Shrouded in purple, Kempf croons through the dreamlike ‘Flood’, a cut from 2020 album Flowers of Devotion. She sounds almost like Victoria Legrand of Beach House on this one. The band has a certain soulful, dream pop energy which I hadn’t considered on previous listens. It sounds rather beautiful on songs like these, setting an immersive, relaxing mood.

It makes for an enjoyable live show which makes me wonder why I haven’t listened to Dehd more often. It’s not like they’re a chore to get into – their music is very immediate. Every song sounds like you’ve kind of heard it before – and that’s a compliment. I suppose the downside of this approach is that their various one-word-titled songs can be a bit indistinguishable sometimes, but such instant infectiousness is hard to concoct, and I think that’s down to the strength of each individual element. They’re a lean, mean song-building machine. So who knows if the person standing up and swaying in front of us to ‘Window’ is their most vociferous Manchester-based fan, or is hearing them for the first time tonight? Both scenarios are possible.

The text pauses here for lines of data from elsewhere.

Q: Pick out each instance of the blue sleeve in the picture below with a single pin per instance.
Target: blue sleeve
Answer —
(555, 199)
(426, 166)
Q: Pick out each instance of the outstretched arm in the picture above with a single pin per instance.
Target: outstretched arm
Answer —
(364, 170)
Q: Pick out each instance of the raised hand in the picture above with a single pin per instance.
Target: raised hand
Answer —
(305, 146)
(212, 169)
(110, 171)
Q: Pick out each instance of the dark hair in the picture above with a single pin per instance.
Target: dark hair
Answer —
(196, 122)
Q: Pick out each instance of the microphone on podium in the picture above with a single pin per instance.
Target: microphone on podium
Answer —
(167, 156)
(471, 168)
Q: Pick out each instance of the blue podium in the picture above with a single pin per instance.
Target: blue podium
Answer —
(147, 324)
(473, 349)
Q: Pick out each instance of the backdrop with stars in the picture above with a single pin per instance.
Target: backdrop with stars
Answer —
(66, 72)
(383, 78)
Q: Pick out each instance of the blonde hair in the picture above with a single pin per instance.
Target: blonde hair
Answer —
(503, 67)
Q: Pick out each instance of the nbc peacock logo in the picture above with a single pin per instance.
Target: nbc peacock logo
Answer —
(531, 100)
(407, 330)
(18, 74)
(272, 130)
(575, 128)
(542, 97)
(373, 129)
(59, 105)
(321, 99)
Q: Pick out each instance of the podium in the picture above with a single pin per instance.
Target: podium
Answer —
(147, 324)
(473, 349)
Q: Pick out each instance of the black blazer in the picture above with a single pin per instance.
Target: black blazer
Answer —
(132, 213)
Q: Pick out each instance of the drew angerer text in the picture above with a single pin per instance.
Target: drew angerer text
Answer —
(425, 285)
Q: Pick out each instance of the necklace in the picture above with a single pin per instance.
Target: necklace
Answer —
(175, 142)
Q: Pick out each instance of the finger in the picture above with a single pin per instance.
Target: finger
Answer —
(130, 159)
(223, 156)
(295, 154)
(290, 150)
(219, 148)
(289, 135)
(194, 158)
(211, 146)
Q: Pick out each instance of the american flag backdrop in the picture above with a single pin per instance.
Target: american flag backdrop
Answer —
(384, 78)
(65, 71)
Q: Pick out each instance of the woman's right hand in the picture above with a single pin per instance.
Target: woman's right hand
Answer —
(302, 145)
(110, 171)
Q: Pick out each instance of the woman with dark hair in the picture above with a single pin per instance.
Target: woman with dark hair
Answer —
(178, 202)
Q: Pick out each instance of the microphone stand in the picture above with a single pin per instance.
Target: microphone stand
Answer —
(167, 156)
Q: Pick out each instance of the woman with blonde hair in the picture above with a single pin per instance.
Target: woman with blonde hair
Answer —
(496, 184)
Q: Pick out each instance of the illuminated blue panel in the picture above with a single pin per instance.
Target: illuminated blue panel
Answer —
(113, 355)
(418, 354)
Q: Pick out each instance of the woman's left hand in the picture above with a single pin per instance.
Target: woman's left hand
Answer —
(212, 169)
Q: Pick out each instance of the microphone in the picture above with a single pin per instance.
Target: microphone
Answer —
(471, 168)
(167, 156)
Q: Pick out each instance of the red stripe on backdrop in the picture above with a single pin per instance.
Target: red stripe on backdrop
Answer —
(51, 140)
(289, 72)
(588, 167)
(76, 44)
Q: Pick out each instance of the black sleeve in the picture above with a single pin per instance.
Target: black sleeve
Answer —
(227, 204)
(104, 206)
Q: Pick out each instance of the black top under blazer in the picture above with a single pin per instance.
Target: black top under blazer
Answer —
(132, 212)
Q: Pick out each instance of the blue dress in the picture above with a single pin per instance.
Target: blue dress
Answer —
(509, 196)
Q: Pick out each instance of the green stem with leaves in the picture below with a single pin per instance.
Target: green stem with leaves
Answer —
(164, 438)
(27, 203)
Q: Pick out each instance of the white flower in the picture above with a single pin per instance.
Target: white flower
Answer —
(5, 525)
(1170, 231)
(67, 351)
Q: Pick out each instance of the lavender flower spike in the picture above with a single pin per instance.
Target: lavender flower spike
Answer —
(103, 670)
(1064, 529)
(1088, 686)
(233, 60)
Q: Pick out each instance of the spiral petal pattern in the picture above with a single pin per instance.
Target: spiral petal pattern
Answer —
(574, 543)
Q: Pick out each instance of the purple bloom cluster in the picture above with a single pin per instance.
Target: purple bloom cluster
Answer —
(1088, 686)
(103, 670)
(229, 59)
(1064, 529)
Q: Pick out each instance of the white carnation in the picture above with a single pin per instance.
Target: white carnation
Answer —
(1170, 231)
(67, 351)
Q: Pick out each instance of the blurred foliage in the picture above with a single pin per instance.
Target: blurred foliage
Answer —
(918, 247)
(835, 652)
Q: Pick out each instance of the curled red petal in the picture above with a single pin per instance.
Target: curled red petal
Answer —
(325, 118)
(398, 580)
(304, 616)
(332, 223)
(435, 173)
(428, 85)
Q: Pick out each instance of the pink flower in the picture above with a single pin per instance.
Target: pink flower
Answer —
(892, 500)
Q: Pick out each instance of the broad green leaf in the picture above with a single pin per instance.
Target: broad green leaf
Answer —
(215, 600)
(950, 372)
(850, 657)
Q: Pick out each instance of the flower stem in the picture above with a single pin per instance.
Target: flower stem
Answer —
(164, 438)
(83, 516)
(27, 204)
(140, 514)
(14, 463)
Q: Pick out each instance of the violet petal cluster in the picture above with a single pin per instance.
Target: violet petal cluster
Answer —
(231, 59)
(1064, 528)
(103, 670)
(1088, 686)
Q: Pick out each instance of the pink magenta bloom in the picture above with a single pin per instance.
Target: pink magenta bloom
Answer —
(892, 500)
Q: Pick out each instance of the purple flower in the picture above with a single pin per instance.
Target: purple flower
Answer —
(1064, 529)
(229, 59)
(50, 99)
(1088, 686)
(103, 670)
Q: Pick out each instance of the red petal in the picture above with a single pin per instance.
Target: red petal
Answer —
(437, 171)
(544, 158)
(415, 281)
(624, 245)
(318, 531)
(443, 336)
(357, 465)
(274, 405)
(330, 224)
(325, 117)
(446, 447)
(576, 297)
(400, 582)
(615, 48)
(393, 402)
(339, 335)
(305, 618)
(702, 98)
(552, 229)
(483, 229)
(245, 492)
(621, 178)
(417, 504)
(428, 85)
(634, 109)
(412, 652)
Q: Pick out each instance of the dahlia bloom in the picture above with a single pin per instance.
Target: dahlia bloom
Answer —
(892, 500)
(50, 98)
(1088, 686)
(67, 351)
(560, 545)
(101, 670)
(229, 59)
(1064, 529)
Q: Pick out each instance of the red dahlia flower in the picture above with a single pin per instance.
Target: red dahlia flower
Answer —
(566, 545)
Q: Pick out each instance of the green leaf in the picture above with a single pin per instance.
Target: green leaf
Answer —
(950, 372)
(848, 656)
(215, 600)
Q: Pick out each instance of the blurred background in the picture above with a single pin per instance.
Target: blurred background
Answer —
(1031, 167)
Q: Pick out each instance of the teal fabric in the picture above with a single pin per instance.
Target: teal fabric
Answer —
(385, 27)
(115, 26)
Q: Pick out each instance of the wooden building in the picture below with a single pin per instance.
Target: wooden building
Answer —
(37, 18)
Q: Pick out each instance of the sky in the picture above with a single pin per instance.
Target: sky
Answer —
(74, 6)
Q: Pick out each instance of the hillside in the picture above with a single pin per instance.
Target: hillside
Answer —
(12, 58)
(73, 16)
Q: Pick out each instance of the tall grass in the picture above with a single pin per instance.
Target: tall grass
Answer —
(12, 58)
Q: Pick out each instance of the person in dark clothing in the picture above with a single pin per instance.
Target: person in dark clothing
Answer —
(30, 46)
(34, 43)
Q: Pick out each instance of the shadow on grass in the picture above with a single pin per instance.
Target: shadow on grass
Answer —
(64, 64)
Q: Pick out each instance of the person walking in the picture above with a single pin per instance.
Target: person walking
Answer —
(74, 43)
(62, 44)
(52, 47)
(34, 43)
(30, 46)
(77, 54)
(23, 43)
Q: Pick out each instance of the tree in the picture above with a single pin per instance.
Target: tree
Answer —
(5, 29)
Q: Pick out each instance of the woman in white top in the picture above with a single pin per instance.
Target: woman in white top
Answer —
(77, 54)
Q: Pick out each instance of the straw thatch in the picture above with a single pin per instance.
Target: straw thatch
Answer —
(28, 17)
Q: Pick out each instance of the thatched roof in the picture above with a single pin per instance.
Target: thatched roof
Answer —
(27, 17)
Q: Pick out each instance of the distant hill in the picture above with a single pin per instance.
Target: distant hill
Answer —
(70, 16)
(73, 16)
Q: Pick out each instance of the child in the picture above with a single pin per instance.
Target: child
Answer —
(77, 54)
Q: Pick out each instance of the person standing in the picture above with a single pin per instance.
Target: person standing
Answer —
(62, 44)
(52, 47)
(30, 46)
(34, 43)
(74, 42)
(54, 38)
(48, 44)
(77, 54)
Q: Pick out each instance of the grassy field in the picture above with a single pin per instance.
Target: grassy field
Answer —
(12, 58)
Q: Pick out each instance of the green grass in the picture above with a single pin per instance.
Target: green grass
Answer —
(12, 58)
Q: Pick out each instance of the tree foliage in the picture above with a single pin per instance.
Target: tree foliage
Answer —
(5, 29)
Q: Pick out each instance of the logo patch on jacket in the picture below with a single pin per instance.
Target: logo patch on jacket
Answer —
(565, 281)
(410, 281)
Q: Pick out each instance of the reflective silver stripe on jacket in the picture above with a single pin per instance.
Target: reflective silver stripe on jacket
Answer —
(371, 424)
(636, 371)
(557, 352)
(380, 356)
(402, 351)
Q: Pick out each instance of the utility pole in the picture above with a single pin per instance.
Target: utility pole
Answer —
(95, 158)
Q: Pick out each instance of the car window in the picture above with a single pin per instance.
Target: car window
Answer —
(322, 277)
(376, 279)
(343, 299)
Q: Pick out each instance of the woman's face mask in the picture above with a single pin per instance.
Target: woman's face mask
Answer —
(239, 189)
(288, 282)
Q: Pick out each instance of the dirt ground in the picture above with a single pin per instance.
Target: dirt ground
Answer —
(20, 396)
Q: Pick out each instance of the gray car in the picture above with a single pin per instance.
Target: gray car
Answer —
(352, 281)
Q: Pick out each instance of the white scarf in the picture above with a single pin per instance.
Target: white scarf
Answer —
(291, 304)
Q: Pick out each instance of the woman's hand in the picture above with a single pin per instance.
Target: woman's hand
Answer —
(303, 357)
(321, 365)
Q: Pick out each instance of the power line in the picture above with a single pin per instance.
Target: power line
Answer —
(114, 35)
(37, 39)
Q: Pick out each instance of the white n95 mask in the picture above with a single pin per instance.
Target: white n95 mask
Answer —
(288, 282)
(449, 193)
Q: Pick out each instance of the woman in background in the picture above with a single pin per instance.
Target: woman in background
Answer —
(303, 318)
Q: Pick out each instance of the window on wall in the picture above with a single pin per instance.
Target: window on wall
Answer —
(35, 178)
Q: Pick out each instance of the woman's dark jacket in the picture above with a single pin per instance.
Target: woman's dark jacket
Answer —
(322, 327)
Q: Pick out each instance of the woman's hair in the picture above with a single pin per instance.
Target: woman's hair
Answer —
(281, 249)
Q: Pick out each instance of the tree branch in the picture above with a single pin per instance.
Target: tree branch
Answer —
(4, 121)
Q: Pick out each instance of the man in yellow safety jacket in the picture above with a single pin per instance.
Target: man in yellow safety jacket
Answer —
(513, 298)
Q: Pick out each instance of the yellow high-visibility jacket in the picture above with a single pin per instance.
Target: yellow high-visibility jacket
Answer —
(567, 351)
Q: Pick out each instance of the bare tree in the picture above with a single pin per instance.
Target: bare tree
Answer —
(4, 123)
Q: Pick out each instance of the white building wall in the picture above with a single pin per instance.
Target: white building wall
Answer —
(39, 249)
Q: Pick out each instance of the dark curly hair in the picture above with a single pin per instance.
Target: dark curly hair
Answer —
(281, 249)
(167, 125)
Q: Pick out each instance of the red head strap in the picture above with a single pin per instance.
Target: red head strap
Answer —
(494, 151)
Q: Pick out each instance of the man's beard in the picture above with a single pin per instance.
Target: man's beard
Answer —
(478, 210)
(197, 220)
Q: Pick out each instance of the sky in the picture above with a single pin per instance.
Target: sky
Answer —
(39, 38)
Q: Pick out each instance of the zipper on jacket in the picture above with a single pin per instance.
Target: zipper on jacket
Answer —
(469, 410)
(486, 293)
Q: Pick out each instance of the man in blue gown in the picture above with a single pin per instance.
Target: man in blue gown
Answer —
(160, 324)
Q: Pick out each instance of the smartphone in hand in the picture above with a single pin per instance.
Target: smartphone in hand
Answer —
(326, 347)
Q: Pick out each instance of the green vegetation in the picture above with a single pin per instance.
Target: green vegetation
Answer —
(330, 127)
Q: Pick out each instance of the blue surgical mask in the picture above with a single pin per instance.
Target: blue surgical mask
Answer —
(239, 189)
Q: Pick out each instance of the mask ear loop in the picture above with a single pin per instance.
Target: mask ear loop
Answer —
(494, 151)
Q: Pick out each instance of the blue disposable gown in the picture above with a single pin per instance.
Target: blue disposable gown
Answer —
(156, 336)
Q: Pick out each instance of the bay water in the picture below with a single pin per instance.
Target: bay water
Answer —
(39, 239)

The motorik rhythm of the final tune, the earthy early single ‘Fire of Love’, sees the band turn everything up to the max. Kempf’s vocals, the crunch of the bass, those fearsome drums and guitar. It’s at once unpleasant and impressive; a statement that given the chance to play venues like this, Dehd are more than willing to make the most of it. Which I’m a fan of: nobody wants the support act to go through the motions. So all in all, it’s a big thumbs up from me. I’m going to go back to their last records immediately.

This is somehow the third time I’ve seen Dry Cleaning in the last year, so I know what to expect for the main set. My friend however hasn’t previously heard a single Dry Cleaning song. I warn her that this is going to go one of two ways. It went the other way.

I have sympathy though. I’ve written numerous times of how much I love this band’s absurd contrast between traditional indie rock and abstract spoken word. But I do concede that their ‘animal with the wrong head’ set up doesn’t work in some environments. Florence Shaw’s absurd lyrics, the cornerstone to the band’s MO, are hard to hear above the noise in a live setting. So one’s enjoyment relies on familiarity with the music beforehand. I enjoyed hearing the songs from last year’s Stumpwork in a live setting for the first time, particularly the weirdly moving ‘No Decent Shoes For Rain’, and the highly quotable ‘Hot Penny Day’. But without being able to properly hear Shaw’s punchlines on cue with the music, you end up with perplexed faces wondering what’s going on.

There’s one thing I wanted to do after leaving tonight. Listen to both of these fine bands on record, once again.